DALI
DALI copied to clipboard
Error with GPU-only Image Decoding in NVIDIA DALI Pipeline
Describe the question.
I’m encountering an issue while running a DALI pipeline with GPU-only decoding. The pipeline works when the fn.decoders.image operator is set to "mixed" mode, but it fails with device="gpu" mode, throwing an error about incompatible device storage for the input. Here’s the setup and error details:
Code:
class SimplePipeline(Pipeline):
def __init__(self, batch_size, num_threads, device_id, external_data):
super(SimplePipeline, self).__init__(batch_size, num_threads, device_id, seed=12)

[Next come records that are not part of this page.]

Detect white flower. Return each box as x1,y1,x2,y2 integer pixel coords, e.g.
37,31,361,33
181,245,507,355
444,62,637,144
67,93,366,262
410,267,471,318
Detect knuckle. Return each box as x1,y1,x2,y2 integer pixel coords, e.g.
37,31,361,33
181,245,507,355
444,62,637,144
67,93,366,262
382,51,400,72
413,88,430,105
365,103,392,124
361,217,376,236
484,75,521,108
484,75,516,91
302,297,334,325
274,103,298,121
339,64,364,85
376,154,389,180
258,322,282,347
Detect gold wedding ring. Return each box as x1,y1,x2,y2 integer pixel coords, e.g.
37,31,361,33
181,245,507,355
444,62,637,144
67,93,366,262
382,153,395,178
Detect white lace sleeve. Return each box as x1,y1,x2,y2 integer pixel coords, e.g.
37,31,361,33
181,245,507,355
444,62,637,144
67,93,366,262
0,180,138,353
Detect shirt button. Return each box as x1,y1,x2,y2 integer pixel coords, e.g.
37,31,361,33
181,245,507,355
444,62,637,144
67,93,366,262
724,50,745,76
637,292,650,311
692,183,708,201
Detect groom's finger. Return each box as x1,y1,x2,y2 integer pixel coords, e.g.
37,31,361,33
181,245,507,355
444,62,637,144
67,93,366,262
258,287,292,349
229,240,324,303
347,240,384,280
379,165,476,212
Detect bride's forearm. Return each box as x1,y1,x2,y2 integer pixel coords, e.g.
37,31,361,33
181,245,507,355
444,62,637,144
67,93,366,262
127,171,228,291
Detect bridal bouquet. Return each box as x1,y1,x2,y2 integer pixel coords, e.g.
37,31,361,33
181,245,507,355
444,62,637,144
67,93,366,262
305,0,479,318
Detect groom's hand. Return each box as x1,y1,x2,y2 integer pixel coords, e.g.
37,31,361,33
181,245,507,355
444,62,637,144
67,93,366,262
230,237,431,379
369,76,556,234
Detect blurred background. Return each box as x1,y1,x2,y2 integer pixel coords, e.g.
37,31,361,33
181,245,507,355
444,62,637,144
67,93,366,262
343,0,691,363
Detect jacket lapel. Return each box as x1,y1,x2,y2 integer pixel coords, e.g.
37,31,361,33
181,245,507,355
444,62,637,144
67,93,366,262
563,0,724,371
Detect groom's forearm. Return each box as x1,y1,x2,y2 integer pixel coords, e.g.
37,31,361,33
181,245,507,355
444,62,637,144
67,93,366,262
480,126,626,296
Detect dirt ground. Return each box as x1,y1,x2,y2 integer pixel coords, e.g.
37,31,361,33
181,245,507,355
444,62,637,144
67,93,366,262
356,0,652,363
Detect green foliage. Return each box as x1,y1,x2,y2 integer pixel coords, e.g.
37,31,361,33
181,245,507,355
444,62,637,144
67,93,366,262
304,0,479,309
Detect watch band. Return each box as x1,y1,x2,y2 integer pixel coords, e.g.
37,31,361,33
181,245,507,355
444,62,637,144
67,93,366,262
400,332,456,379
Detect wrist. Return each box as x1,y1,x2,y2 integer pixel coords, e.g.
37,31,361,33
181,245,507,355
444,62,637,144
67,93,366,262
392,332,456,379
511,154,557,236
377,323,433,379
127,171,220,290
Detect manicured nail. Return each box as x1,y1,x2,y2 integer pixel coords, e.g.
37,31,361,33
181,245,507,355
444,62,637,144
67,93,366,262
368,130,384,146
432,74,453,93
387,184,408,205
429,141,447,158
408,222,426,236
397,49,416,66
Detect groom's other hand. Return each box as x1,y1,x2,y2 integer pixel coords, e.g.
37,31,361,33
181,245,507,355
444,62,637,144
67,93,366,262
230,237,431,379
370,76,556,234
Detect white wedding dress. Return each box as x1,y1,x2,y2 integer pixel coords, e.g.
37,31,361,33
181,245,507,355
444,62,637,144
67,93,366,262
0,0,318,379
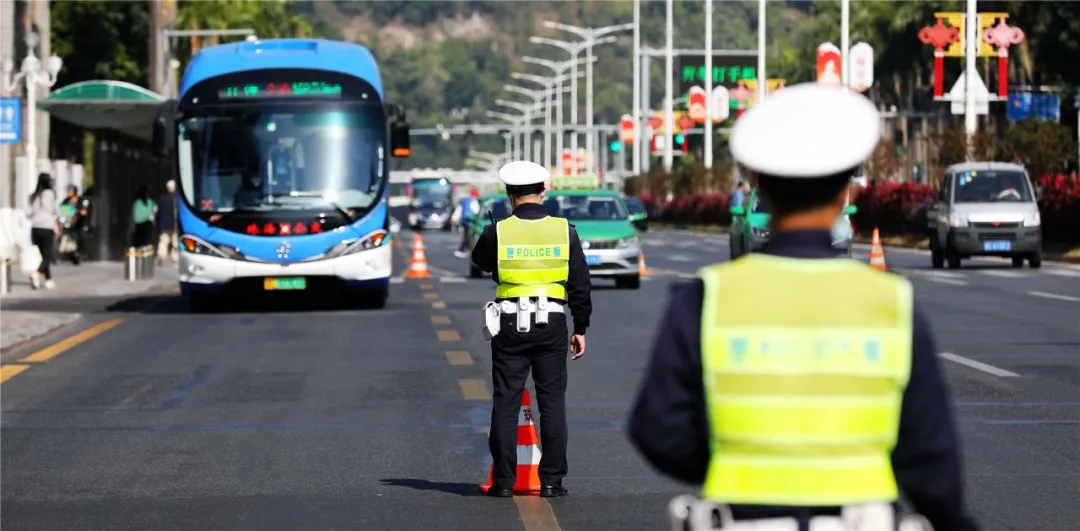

self.input = fn.external_source(source=external_data, num_outputs=2, dtype=[types.UINT8, types.INT32])
def define_graph(self):
self.jpegs, self.labels = self.input
# This works:
# self.decode = fn.decoders.image(self.jpegs, device="mixed", output_type=types.RGB)
# This fails with incompatible device storage error:
self.decode = fn.decoders.image(self.jpegs, device="gpu", output_type=types.RGB)
self.resize = fn.resize(self.decode, device="gpu", resize_x=1120, resize_y=640)
self.cmnp = fn.crop_mirror_normalize(
self.resize, device="gpu", dtype=types.FLOAT, output_layout="CHW",
crop=(640, 1120), mean=[0.0, 0.0, 0.0], std=[255.0, 255.0, 255.0]
)
return self.cmnp, self.labels
pipe = SimplePipeline(batch_size=batch_size, num_threads=32, device_id=0, external_data=iter)
pipe.build()
Error:
RuntimeError: Assert on "IsCompatibleDevice(dev, inp_dev, op_type)" failed:
The input 0 for gpu operator nvidia.dali.fn.decoders.image is stored on incompatible device "cpu". Valid device is "gpu".
GPU and Platform Information:
GPU: NVIDIA RTX 6000 Ada Generation
CUDA Version: 12.2
DALI Version: [specify DALI version if known]
Driver Version: 535.104.05
System: Running in a Docker container with NVIDIA GPU support enabled
CUFile GDS Check: Here are the results from running gdscheck:
plaintext
(base) ➜ tools ./gdscheck -p
warn: error opening log file: Permission denied, logging will be disabled
============
ENVIRONMENT:
============
=====================
DRIVER CONFIGURATION:
=====================
NVMe : Unsupported
NVMeOF : Unsupported
SCSI : Unsupported
ScaleFlux CSD : Unsupported
NVMesh : Unsupported
DDN EXAScaler : Unsupported
IBM Spectrum Scale : Unsupported
NFS : Unsupported
BeeGFS : Unsupported
WekaFS : Unsupported
Userspace RDMA : Unsupported
--Mellanox PeerDirect : Enabled
--rdma library : Not Loaded (libcufile_rdma.so)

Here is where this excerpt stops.